The experienced champions recognize those moments, and put pedal to metal to finish things off. At 21, Auger-Aliassime is still learning.
Still, in the fourth set, serving to stay in the match at 4-5, Medvedev double-faulted and gifted the Canadian a match point.
And then he wrenched it away with a massive 213 km/hour serve — his fastest of the night.
Medvedev was trying everything. Even then, Auger-Aliassime had opportunities to break early in the fifth set. But every time the door was slightly ajar Medvedev found a solution, or Auger-Aliassime couldn’t quite make the play.
“I told myself: what would Novak (Djokovic) do?” said Medvedev, to a chorus of boos of the Melbourne crowd at the mere mention of the absent nine-time champion’s name.
“That’s what came to my mind, because he’s one of the greatest champions — and Rafa (Nadal) and Roger (Federer), to be honest,” he added. “I’m going to make him work.
“If he wants to win it, he needs to fight for the last point.”
Medvedev changed his return position from well beyond the Melbourne banner behind the baseline, moving up several metres into the court.
He wasted as little time as humanly possible between points on his serve _ a couple of times, he was ready to serve before chair umpire Damien Dumusois had even started the 25-second serve clock.
He gave no time for his opponent to get set for the return, and Auger-Aliassime’s return effectiveness dropped.
Medvedev came into the net a lot more in the tiebreaks, and when he was behind.
Suddenly, none of the external distractions bothered him. He no longer looked as though he was struggling physically.
For Auger-Aliassime, who had a medical timeout at 2-3 in the fifth set to have some tape added to an already tightly wrapped right ankle, the plan in 2022 is to find the silver lining — no matter what.
“It’s no surprise (Medvedev) is where he is now. He fights, tries to find solutions. He plays well when he needs to,” Auger-Aliassime said. “I think he was just a little bit more clutch than me — a little bit more solid at times.”
“It comes with experience as well, I think. But I’m looking forward to the next time I can put myself in that situation. I believe I can cross the line.”
Auger-Aliassime was looking to reach his second straight Grand Slam semifinal.

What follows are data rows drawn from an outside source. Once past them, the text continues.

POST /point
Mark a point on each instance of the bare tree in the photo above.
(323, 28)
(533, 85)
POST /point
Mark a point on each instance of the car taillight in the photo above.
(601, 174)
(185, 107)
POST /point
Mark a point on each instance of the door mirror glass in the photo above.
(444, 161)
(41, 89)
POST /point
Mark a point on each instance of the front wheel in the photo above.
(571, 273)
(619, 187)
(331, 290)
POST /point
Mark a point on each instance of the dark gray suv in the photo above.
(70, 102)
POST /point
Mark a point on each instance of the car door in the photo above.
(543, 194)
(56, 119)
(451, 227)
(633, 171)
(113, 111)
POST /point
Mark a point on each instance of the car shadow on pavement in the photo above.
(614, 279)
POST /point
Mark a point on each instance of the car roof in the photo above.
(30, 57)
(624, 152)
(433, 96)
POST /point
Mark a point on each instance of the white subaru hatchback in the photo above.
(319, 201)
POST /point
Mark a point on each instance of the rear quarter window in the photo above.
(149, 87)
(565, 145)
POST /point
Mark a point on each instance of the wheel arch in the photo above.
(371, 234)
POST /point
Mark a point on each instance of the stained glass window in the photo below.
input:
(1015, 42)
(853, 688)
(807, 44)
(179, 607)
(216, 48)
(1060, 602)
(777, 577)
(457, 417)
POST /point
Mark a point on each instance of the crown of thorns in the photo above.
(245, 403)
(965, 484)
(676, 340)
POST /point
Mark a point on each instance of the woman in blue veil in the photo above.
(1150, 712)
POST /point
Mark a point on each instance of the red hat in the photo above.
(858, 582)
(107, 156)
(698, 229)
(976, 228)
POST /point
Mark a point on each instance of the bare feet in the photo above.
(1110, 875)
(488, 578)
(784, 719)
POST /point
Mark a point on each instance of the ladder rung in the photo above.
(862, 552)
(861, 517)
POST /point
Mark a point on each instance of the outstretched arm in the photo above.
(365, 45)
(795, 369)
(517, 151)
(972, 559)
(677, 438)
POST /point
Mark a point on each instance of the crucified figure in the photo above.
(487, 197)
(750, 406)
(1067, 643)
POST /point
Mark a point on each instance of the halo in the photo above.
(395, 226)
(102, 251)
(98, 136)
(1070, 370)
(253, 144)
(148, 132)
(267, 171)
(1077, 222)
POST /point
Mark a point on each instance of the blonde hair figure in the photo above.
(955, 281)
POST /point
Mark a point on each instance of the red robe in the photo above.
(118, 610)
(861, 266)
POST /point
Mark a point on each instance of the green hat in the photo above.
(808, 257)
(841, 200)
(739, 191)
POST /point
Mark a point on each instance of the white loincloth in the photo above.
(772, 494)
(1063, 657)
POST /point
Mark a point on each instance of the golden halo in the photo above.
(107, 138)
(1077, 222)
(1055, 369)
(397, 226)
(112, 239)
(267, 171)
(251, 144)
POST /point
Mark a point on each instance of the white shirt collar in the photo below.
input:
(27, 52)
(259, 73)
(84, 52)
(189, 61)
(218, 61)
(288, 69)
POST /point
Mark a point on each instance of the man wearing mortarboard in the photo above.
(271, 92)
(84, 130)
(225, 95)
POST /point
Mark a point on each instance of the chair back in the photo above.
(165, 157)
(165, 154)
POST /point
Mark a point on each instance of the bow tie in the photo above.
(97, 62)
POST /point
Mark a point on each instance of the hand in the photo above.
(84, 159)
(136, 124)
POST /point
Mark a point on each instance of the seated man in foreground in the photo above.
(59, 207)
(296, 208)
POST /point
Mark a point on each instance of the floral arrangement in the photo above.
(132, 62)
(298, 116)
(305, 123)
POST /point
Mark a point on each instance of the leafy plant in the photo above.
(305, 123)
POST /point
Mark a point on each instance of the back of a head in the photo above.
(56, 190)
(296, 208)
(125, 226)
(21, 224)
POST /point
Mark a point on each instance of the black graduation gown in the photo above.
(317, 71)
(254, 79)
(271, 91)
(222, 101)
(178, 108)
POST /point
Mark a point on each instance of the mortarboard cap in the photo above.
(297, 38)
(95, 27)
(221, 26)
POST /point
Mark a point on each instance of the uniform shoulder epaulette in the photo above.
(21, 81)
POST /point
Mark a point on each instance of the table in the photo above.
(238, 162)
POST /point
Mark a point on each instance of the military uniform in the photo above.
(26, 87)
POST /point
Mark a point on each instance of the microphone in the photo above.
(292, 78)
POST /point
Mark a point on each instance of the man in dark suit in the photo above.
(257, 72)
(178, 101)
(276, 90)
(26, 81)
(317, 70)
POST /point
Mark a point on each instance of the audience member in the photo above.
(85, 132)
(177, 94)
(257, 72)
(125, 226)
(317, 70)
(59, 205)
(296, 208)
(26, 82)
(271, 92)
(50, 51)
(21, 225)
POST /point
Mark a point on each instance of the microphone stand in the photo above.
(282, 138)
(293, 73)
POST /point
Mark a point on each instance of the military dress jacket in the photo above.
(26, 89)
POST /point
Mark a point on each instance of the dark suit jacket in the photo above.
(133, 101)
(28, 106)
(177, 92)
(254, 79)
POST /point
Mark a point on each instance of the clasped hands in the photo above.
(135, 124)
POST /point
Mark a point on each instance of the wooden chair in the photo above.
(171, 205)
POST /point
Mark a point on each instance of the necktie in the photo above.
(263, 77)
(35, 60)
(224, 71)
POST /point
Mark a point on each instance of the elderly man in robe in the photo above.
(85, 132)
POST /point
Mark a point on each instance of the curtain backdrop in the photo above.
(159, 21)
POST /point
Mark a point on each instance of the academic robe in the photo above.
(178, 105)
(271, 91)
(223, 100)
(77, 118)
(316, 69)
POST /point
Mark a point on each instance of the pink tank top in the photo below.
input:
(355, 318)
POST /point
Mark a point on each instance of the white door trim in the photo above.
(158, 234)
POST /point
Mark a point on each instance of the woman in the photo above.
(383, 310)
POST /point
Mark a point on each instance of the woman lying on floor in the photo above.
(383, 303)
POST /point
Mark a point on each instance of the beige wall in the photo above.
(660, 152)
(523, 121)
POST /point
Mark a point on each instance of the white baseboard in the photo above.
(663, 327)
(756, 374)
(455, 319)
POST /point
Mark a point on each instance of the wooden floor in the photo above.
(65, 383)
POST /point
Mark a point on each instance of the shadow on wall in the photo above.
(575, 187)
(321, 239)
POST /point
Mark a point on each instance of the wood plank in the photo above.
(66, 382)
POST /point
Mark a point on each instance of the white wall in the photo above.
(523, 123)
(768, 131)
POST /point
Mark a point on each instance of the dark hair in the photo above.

He made it to the final four of last year’s U.S. Open, where he also lost to eventual champion Medvedev.
Still, the Montrealer has made it to at least the quarterfinals in his last three Grand Slams.
Medvedev is looking to become the first man in the Open era to win his first two Grand Slam titles in consecutive tournaments. He faces French Open runner-up Stefanos Tsitsipas on Friday.